Question: How can businesses help fight climate change?
James Hansen: Well, businesses -- you know, Congress does listen to businesses. And they need to -- you know, our -- I call them the captains of industry -- they're the ones who are -- their support is needed to solve this problem. And they need to put some pressure on Congress to do the things that are needed rather than asking for special favors. Business leaders would actually like Congress to set a schedule for changes that are needed, and they would actually favor -- most of them, I think, would favor a gradually increasing, well established carbon price rather than this cap-and-trade which can oscillate, and you don't know how the impacts will be on your business. But if they knew what the increasing price on carbon was going to be, then they can make the changes to their business that are needed in order for them to continue to make money or even make more money; begin to invest in those things that are carbon-free.
Question: Are any businesses doing particularly well in this?
James Hansen: Well, there are businesses that are beginning to emphasize energy efficiency. We need -- in order for that to really work, there does need to be a carbon price. And there are some industries that are beginning to tell Congress it makes more sense to have a carbon tax and dividend than it does to have cap-and-trade.

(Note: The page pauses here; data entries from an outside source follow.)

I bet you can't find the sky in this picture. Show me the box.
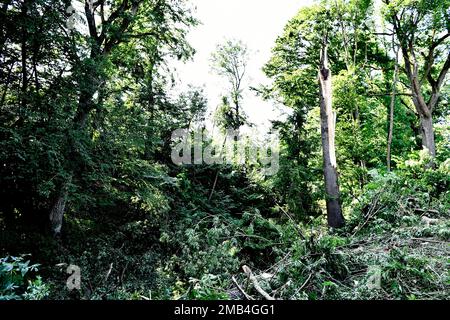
[173,0,315,132]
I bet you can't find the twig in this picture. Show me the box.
[298,273,312,292]
[104,262,113,283]
[208,170,220,201]
[242,265,275,300]
[291,273,312,298]
[208,136,227,201]
[271,280,291,298]
[277,204,306,240]
[352,193,383,236]
[231,276,254,300]
[411,237,448,244]
[414,208,440,215]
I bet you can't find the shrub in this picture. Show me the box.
[0,255,49,300]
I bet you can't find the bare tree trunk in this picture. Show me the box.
[49,176,71,236]
[0,62,13,108]
[318,36,345,228]
[48,87,95,236]
[387,42,399,172]
[419,114,436,158]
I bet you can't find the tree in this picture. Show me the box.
[387,38,400,172]
[211,39,249,130]
[262,5,328,221]
[318,35,345,228]
[263,2,381,223]
[0,0,197,235]
[47,0,197,235]
[384,0,450,161]
[208,40,249,200]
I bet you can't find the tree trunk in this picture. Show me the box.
[48,76,96,236]
[419,114,436,159]
[386,102,394,171]
[49,176,71,236]
[387,43,399,172]
[20,0,28,110]
[318,37,345,228]
[0,1,12,56]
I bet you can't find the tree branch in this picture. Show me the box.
[242,265,275,300]
[427,52,450,112]
[231,276,254,300]
[84,0,98,41]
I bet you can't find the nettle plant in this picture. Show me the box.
[0,255,49,300]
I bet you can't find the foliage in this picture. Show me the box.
[0,0,448,301]
[0,255,49,300]
[211,39,249,129]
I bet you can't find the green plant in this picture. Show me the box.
[0,255,49,300]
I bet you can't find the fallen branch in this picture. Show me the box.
[291,273,312,298]
[242,265,275,300]
[411,237,448,244]
[298,273,312,292]
[231,276,254,300]
[271,280,291,298]
[104,262,113,283]
[277,204,306,240]
[414,208,440,215]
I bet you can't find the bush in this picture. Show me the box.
[0,255,49,300]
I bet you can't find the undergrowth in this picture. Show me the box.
[1,154,448,300]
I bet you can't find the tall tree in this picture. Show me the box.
[210,39,248,130]
[51,0,194,235]
[318,35,345,228]
[208,40,249,200]
[263,2,383,222]
[384,0,450,161]
[0,0,196,235]
[387,38,400,172]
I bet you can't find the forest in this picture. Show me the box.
[0,0,449,301]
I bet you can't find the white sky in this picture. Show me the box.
[173,0,315,131]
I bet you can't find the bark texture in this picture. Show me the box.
[49,176,71,236]
[318,37,345,228]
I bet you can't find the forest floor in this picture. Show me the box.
[1,165,449,300]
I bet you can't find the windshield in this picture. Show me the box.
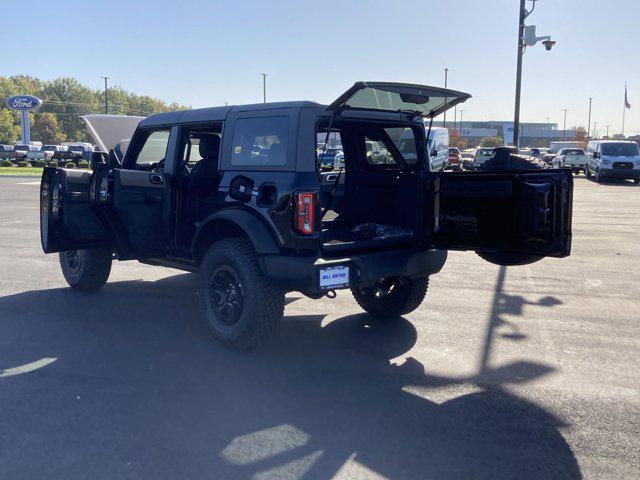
[601,143,639,156]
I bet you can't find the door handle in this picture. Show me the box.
[149,173,164,185]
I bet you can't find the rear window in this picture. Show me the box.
[231,117,289,166]
[563,149,584,155]
[602,143,639,156]
[477,149,493,156]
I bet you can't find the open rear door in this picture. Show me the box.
[430,170,573,257]
[327,82,471,118]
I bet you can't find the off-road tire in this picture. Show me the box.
[633,178,640,185]
[351,276,429,318]
[585,167,592,178]
[199,238,284,349]
[59,248,112,291]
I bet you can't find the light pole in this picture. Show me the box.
[606,125,610,138]
[260,73,268,103]
[587,97,592,139]
[513,0,554,147]
[562,109,569,140]
[458,110,465,135]
[593,122,597,139]
[453,105,457,133]
[443,67,449,127]
[100,76,109,114]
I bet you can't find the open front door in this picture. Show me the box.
[40,167,112,253]
[430,170,573,257]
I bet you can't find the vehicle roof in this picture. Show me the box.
[588,139,636,143]
[139,101,323,128]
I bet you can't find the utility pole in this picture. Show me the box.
[562,109,569,140]
[512,0,526,147]
[443,67,449,128]
[100,76,109,114]
[453,105,457,133]
[587,97,592,139]
[459,110,465,135]
[606,125,610,138]
[593,122,597,139]
[260,73,268,103]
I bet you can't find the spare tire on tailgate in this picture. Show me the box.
[476,146,550,267]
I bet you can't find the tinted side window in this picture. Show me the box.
[133,130,170,170]
[231,117,289,166]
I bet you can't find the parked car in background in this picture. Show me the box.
[0,145,17,159]
[425,126,449,171]
[549,141,580,155]
[554,148,587,174]
[518,148,532,157]
[470,147,495,170]
[448,147,461,170]
[318,148,343,170]
[585,140,640,183]
[460,149,475,170]
[66,144,95,160]
[530,147,549,158]
[542,151,557,165]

Question: What are these industries?
James Hansen: Well, you know, one of them, which makes people nervous, is -- the CEO of Exxon Mobil said carbon tax is a good approach. Well, that makes people nervous, because Exxon Mobil has been one of the biggest producers of carbon dioxide. But in fact, that is what's needed. So we're willing to take support from wherever it comes.
Question: Why do you think they support it?
James Hansen: Well, I think that businesses do prefer an approach in which they know what is going to happen. With cap-and-trade you don't know what's going to happen.